Ik gun Peter Beeker veel meer dan hij nu oogst aan roem; ik gun hem op zijn minst een fractie van de roem die hij verdiént. Vorige maand zag ik een reünieshow van Transpunk in Aken. Transpunk uit Vaals was de beste metalband die niet alleen Limburg, maar ook Nederland en wat mij betreft Europa ooit heeft gehad. Geef me de line-up van willekeurig welk metalfestival in de wereld, en ik kan je negentig procent van de line-up aanwijzen die door Transpunk zo hard naar huis zouden worden gespeeld dat het bijna pijn doet. Ik vroeg me af of ze nog steeds zo geniaal waren als vroeger, of al die nummer van inmiddels bijna twintig jaar geleden overeind zouden zijn gebleven. Of hun podiumpresentatie anno 2014 nog steeds zo intimiderend zou binnenkomen. Het antwoord op al die vragen luidde, zonder enige terughoudendheid, ja.

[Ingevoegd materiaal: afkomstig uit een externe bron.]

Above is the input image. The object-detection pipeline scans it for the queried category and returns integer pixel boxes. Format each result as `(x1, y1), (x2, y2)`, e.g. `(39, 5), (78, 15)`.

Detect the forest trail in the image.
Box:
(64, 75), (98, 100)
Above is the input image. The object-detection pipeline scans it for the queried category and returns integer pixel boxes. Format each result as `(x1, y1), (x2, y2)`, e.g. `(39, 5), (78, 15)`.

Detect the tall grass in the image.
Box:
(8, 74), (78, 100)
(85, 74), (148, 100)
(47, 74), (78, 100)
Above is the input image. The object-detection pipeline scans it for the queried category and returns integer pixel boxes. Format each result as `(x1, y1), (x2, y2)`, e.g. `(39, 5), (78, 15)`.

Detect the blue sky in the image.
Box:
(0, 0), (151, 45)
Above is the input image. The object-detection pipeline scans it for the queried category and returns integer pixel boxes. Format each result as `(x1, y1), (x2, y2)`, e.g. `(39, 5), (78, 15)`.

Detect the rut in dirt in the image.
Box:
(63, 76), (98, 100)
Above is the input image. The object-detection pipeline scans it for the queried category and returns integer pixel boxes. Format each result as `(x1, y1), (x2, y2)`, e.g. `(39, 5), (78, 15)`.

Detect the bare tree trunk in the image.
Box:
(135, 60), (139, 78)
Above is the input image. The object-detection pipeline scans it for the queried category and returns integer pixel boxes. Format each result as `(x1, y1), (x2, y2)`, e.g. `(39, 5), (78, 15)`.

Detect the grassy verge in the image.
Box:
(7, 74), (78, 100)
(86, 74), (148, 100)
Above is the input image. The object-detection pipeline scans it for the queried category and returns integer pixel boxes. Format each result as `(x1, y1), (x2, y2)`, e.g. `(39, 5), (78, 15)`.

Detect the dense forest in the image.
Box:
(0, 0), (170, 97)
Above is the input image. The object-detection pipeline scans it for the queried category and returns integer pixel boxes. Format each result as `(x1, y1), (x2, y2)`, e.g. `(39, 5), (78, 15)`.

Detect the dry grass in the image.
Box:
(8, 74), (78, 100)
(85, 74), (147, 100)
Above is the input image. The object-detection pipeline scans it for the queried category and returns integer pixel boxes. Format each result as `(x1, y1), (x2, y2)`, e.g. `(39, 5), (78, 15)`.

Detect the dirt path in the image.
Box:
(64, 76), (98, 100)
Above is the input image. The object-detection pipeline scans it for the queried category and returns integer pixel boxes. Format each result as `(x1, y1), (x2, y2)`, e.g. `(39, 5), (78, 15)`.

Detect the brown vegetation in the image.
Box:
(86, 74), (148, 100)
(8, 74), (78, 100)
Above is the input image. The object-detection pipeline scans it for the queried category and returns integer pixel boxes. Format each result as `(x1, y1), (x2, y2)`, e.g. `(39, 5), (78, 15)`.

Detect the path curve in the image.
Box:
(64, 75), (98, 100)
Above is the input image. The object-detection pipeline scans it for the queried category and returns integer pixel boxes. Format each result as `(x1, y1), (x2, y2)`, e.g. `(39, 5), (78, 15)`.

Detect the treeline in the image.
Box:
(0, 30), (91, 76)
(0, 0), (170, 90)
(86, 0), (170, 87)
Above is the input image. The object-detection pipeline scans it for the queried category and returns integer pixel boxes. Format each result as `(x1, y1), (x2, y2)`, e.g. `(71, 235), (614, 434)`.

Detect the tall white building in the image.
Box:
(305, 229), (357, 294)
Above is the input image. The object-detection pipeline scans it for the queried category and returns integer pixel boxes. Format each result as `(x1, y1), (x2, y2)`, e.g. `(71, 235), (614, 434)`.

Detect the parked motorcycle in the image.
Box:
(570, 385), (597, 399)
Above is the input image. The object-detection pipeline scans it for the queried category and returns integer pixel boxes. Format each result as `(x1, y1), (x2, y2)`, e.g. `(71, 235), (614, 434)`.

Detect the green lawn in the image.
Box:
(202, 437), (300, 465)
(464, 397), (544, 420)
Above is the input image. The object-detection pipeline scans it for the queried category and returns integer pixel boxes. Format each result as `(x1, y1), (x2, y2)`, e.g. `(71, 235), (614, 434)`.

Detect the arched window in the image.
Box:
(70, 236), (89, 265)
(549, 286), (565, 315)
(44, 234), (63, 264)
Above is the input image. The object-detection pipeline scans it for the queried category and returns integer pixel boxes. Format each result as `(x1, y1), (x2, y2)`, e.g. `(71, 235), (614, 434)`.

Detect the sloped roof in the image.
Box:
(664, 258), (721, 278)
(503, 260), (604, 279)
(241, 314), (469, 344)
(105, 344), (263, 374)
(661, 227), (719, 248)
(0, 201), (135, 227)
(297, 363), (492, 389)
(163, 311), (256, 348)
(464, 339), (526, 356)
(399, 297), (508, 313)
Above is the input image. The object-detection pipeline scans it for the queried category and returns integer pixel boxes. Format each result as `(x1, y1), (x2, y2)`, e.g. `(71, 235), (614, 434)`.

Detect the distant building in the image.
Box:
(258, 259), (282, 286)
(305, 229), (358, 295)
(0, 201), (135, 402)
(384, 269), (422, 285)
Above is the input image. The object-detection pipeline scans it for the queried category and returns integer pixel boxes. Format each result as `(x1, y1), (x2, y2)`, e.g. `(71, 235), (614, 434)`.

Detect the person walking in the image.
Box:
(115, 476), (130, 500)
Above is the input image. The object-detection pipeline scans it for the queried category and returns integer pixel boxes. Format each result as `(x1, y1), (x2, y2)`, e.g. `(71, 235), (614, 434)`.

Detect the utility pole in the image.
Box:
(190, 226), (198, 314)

Ze speelden in een klein zaaltje in Aken, het had een enorme hal kunnen zijn. Tegelijk denk ik: we hebben mannen als Transpunk en Peter Beeker nodig. Ik zal niet zeggen dat Beeker lijdt voor onze zonden, dat wordt wat al te stichtelijk en pathetisch, maar op de een of andere manier maakt kijken en luisteren naar zulke artiesten ook iets in muziekliefhebbers los dat muziekliefde nódig heeft. Voor mannen als Peter Beeker zou je verder rijden dan voor artiesten die hun succes toch wel krijgen. Van Beeker zou je altijd een cd kópen en nooit onbetaald binnenhalen: dan voel je je meteen een schoft. De Peter Beekers van deze wereld halen de missionaris in je boven, het mecenaatschap, de onbezoldigd ambassadeur. Daar hebben ze zelf natuurlijk geen ene fuck aan, maar wij des te meer.